Notably, that’s a pitfall Spielberg has historically been good at avoiding, as when Indiana Jones is forced to grapple with the wrath of a very real Old Testament deity. But like for many American Jews, his personal faith is a mélange of pop spirituality and liberal boomer idealism.
Revelation à la Disney
Spielberg’s alien films seem to have functioned as vehicles for conveying that faith over the decades. Close Encounters of the Third Kind was a metaphor for the way families are splintered when people are gripped by religious zeal — except that all is well, the aliens come in peace, and our hero’s family fracture is just the collateral damage of an arc bending inevitably towards Nirvana. Disclosure Day is less unsettling in that respect, the work of a man with children and grandchildren rather than an unmarried dreamer. But both want to offer a form of sacred revelation via a Disneyfied notion of what religious profundity looks like.
The Disneyfication is literal. At the beginning of Close Encounters, Roy Neary tries in vain to interest his kids in seeing Pinocchio with him. At the end, John Williams’s classic score vindicates him with an echo of “When You Wish Upon a Star.” It’s as if by joining the aliens, Neary has become “a real boy.” Disclosure Day finds Spielberg playing another variation on this theme when the heroine recalls her childhood abduction.
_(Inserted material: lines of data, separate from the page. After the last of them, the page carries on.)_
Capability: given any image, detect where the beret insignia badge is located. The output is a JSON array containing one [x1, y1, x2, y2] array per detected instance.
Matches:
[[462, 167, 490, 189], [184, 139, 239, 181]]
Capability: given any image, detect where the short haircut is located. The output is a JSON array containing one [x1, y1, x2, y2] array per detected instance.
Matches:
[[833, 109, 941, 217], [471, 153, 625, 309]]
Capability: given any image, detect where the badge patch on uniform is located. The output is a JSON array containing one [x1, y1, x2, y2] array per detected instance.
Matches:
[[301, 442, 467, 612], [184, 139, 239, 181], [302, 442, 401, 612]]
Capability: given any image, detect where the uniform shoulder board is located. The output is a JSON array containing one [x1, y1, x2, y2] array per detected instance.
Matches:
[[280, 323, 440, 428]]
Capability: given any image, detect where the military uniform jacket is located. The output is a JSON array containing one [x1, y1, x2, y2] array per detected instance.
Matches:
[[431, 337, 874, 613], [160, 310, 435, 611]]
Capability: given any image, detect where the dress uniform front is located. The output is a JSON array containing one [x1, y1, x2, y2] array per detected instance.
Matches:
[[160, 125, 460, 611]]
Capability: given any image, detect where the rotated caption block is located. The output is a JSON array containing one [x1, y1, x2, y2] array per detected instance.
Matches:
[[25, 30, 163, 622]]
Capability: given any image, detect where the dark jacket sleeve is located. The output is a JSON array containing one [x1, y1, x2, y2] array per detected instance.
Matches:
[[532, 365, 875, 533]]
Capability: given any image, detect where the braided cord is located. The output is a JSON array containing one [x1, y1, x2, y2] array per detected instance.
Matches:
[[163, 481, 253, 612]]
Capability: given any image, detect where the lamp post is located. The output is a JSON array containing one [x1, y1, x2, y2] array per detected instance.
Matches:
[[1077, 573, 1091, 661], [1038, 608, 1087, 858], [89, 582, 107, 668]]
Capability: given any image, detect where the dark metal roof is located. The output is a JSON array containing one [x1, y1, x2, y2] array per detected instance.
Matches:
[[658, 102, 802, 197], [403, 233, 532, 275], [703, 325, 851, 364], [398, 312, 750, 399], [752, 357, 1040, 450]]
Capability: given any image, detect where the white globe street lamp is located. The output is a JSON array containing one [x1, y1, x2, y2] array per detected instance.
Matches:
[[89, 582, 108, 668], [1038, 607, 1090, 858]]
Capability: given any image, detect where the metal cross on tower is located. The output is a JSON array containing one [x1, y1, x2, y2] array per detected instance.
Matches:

In flashback, we watch the little girl humming “Some Day My Prince Will Come” to herself in bed. On cue, the aliens appear in her room disguised as the sort of woodland creatures who hover helpfully around Snow White. (And the CGI is so lazy, they even look cartoonish.)
The point in both stories seems clear: We are most enlightened when we are most in touch with our inner child. So there you have it. This great earth-shattering revelation from the sky is nothing we couldn’t have gotten off the shelf of airport paperbacks about “religion” — or a thrift store shelf of Disney movies.
As I was scrolling Twitter the other day, my timeline happened to juxtapose TMZ’s “stunning” video with some commentary on a recent knife murder in England — an immigrant stabbing a teenage girl to death. It was a reminder that while a few people squint at the sky in search of an extraterrestrial savior, the real world spins on with its real, bloody conflicts. Would the perpetrator put the knife down if an alien asked him politely? I have my doubts.